Esta novela está dedicada a mis padres, Paco y Milagros, donde quiera que estén.


Cuando yo era niño, casi todos los domingos subíamos a la Cresta del Gallo. Iba de excursión con mi padre y con mis sobrinas, y más adelante, cuando él se hizo mayor, con mi cuñado.

Allí había una explanada con una especie de pista deportiva y un fuerte construido con troncos en el que viví grandes aventuras. Casi siempre subíamos hasta «la Cresta», un murallón calizo que corona la sierra y que da nombre a la misma. Cuando llegábamos arriba nos asomábamos al otro lado y nos sentábamos satisfechos a descansar, tras el esfuerzo, contemplando la planicie que llega hasta el Mar Menor. Abajo, al pie de la montaña, destacaba un panorama árido y feo como él solo. Desde siempre supe que se trataba de algo especial, pues me dijeron que era un paisaje lunar.

Jerónimo Tristante


Santiago de la Ribera, junio de 1968


Antonia se sentía feliz. El domingo era, sin duda, su día favorito. Robert libraba y podían aprovechar la jornada para bañarse en la playa, comer en el Hermanos Rubio mirando el mar y hacer el amor en la habitación 207 del hotel Los Geranios.

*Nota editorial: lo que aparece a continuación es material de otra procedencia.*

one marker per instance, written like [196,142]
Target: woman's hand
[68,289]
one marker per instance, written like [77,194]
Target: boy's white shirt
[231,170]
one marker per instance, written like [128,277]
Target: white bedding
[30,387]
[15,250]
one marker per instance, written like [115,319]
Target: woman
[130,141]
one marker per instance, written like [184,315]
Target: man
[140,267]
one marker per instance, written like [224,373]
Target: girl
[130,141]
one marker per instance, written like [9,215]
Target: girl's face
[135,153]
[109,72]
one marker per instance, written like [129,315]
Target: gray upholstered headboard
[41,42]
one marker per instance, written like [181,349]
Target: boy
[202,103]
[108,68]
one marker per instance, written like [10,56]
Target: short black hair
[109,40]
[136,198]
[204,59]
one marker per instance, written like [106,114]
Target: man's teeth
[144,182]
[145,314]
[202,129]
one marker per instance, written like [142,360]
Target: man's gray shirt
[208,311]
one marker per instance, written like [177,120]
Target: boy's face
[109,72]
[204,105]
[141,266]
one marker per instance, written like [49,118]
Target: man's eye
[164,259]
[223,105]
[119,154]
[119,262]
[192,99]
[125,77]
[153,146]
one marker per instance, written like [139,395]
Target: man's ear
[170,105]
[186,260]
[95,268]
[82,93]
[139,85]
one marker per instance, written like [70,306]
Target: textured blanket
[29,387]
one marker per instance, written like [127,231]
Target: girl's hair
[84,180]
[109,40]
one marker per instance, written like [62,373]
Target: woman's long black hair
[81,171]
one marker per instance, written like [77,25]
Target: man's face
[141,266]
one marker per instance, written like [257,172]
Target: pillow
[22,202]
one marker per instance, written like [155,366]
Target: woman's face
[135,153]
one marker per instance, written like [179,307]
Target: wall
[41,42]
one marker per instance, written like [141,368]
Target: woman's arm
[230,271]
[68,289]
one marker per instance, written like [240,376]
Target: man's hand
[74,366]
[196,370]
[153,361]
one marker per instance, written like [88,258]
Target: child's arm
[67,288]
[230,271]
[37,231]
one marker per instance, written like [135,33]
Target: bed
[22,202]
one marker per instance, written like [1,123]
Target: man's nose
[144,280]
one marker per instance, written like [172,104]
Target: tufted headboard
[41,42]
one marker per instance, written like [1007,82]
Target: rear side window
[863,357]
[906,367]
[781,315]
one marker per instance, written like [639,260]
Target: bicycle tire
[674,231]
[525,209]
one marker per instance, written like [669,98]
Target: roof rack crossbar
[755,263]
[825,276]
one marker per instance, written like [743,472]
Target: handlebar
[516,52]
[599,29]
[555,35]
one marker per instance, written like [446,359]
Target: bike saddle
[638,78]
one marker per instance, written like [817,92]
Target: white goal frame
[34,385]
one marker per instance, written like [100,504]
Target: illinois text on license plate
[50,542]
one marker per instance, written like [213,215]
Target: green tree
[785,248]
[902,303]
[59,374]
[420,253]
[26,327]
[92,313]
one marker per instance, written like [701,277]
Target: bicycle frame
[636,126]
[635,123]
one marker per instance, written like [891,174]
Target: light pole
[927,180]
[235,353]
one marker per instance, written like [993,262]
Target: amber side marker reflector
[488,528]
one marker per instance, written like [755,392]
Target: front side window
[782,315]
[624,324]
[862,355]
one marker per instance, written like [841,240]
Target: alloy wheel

A Robert le encantaba el Mar Menor, el sol, la paella y la sangría. Comía como si se lo fueran a quitar, como un fugado de un campo de concentración, y decía entre risas y «ohs» de admiración que en Indiana ni soñaban con algo parecido.

El camarero trajo los cafés. Allí, bajo el entoldado del restaurante, la brisa hacía soportable la tarde. Él, ligeramente achispado, la llevaría a la habitación, su habitación, la más amplia del pequeño hotel de una estrella, y lo harían. Varias veces. Era un portento: ardiente, musculoso, de amplias entradas, rostro colorado de turista extranjero y profundos y gélidos ojos azules. Un partidazo que vivía en un país donde todos eran ricos y las casas tenían un parterre precioso delante de la entrada. Todas con su valla blanca, su garaje y una casita para el perro. Lo había visto en las películas y en las revistas. El era su billete de salida de aquel pueblucho y no lo dejaría escapar, seguro. Aquella misma tarde, cuando la dejara en la puerta de casa para despedirse hasta el domingo siguiente, se lo diría: estaba embarazada.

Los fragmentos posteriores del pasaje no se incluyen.